- Federal Court Interprets Statutory Requirements Of Underinsured Waiver Rejection; Insured Does Not Need To Date Form For It Be Valid And Insureds' Claims Dismissed (Philadelphia Federal)
- February 17, 2015
- Law Firm: Fineman Krekstein Harris P.C. - Philadelphia Office
Husband and wife plaintiffs allege their vehicle was involved in an accident, the damages resulting from the collision exceeded the amount of insurance recovered from the tortfeasor, that they made a claim to their insurer for underinsured motorist coverage, and that the insurer wrongfully and in bad faith denied coverage on the claim. The insurer argued Plaintiffs waived underinsured motorist coverage in a waiver, while Plaintiffs assert the waiver failed to comply with the applicable statute, making it ineffective.
Under Pennsylvania law, an insured must affirmatively reject underinsured coverage. To be effective, the signed rejection must contain the statutorily provided language. Furthermore, the rejection form must be placed on a separate sheet of paper in prominent type, and it must be “signed by the first named insured and dated to be valid.” If a purported rejection fails to comply with the statutory requirement, the underinsured coverage will be equal to the bodily injury liability limits.
Plaintiffs argued because the first named insured, the husband-plaintiff, did not date the form himself, but instead the date was printed in the header of the form, along with the names of the insureds and the policy number.

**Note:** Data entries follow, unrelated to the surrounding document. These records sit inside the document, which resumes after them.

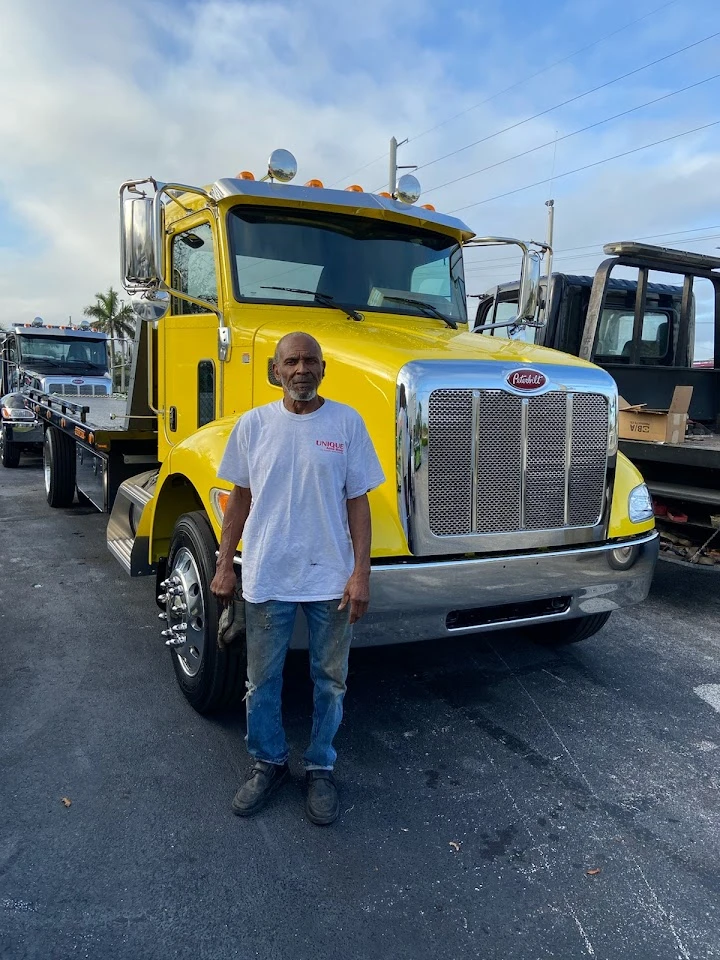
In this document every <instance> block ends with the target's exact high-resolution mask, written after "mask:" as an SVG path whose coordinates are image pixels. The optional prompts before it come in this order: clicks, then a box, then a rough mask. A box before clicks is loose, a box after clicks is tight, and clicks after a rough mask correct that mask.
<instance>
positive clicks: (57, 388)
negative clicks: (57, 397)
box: [47, 383, 108, 397]
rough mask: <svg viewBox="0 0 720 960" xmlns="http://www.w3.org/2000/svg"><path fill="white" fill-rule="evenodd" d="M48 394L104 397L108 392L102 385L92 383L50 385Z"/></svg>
mask: <svg viewBox="0 0 720 960" xmlns="http://www.w3.org/2000/svg"><path fill="white" fill-rule="evenodd" d="M47 391H48V393H59V394H60V395H61V396H64V397H80V396H82V397H90V396H95V397H106V396H107V395H108V391H107V390H106V389H105V387H104V386H103V385H102V384H97V383H96V384H92V383H81V384H77V383H50V384H48V387H47Z"/></svg>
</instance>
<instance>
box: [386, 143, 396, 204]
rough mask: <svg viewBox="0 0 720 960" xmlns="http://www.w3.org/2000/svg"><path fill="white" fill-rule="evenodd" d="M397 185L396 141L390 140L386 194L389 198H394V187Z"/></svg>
mask: <svg viewBox="0 0 720 960" xmlns="http://www.w3.org/2000/svg"><path fill="white" fill-rule="evenodd" d="M396 184H397V140H396V139H395V137H391V138H390V172H389V174H388V193H389V194H390V196H391V197H394V196H395V186H396Z"/></svg>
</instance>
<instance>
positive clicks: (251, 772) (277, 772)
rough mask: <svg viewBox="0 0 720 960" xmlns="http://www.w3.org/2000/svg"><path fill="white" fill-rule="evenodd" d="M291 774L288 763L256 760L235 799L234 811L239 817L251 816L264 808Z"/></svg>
mask: <svg viewBox="0 0 720 960" xmlns="http://www.w3.org/2000/svg"><path fill="white" fill-rule="evenodd" d="M289 776H290V771H289V769H288V765H287V764H286V763H284V764H283V765H282V766H279V765H278V764H277V763H266V762H265V761H264V760H258V761H256V763H255V765H254V766H253V768H252V770H251V771H250V776H249V777H248V779H247V780H246V781H245V783H244V784H243V785H242V786H241V787H240V789H239V790H238V792H237V793H236V794H235V797H234V799H233V813H236V814H237V815H238V816H239V817H251V816H252V815H253V814H254V813H257V812H258V810H262V808H263V807H264V806H265V804H266V803H267V802H268V800H269V799H270V797H271V796H272V795H273V793H275V791H276V790H277V789H278V787H280V786H282V784H283V783H285V781H286V780H287V778H288V777H289Z"/></svg>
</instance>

The Court rejected this argument, finding the most natural reading of the provision required the form be signed by the insured, but not that the insured also had to date the form. The Court found that had the legislature intended to require the insured to date the form, it could have phrased the statute in a way that clearly required it. Furthermore, the statute provides that the insured must be informed he may reject underinsured motorist coverage by signing the following written rejection form, but makes no mention of dating by the insured. Therefore, because plaintiff signed the form and it was dated the rejection was valid, and the Court dismissed the claims with prejudice.
Date of decision: December 10, 2014
Lieb v. Allstate Prop. & Cas. Ins. Co., Civil Action No. 14-4225, 2014 U.S. Dist. LEXIS 171359 (E.D.Pa. Dec. 10, 2014) (Rufe, J.).